Editions ART ET COMEDIE

3 rue de Marivaux 75002 PARIS Tous droits de reproduction, d'adaptation et de traduction réservés pour tous pays ISBN : 2-84422-023-1 © Editions théâtrales ART ET COMEDIE 1998 Personnages

 

PIERRE

Le père

 

MARTINE

La mère

 

CHARLOTTE

La fille

 

ÉLISE

La belle-sour

 

VALENTINE

La mamie

 

NANARD

Le père

 

SOLANGE

La mère

 

GABY

La fille

 

DAVID

Le copain de la fille (ce rôle peut être "féminisé")

 

TIMOTHÉE

Le pépé

 

Decor Un intérieur de chalet, une salle à manger.
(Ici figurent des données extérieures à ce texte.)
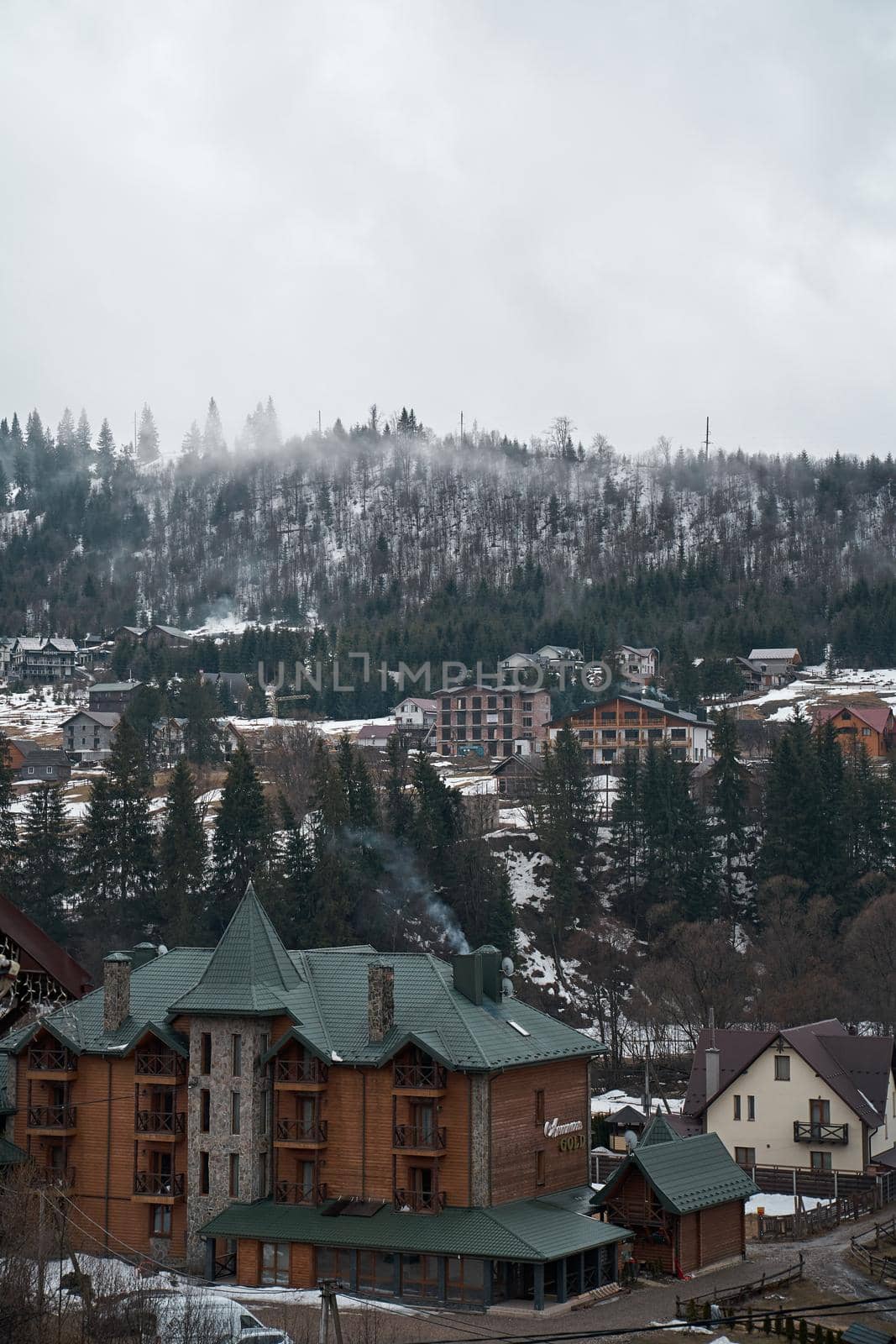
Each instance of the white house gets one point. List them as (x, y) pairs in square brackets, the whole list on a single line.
[(637, 664), (416, 712), (812, 1097)]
Dans un coin, un fauteuil.

Acte 1

 

Une vieille dame dort dans le fauteuil.

 

VOIX OFF

Pierre ! Pierre !

PIERRE

Alors six verres à pied, six verres à pied, oh il y a même les flûtes à champagne, mais ils sont sacrement équipés dans ce chalet, c'est merveilleux ! si ça se trouve, il y a même un seau à glace… mais oui ! qu'est-ce que je disais… alors là, bravo, ils ont pensé à tout, chapeau l'organisation !

MARTINE

Pierre, mais qu'est-ce que tu fais, tu ne peux pas répondre quand je t'appelle, tu es sourd (Entrant.) ou quoi ?

PIERRE

Non, rassure-toi Martine, le virus de la surdité n'existe pas encore, donc pas de danger que je l'attrape, ce n'est pas parce que ta mère est là que… (S'apercevant que la mamie dort dans le fauteuil, il tape sur le seau à glace. D'une voix forte.) S'il vous plaît, contrôle des billets, contrôle des billets.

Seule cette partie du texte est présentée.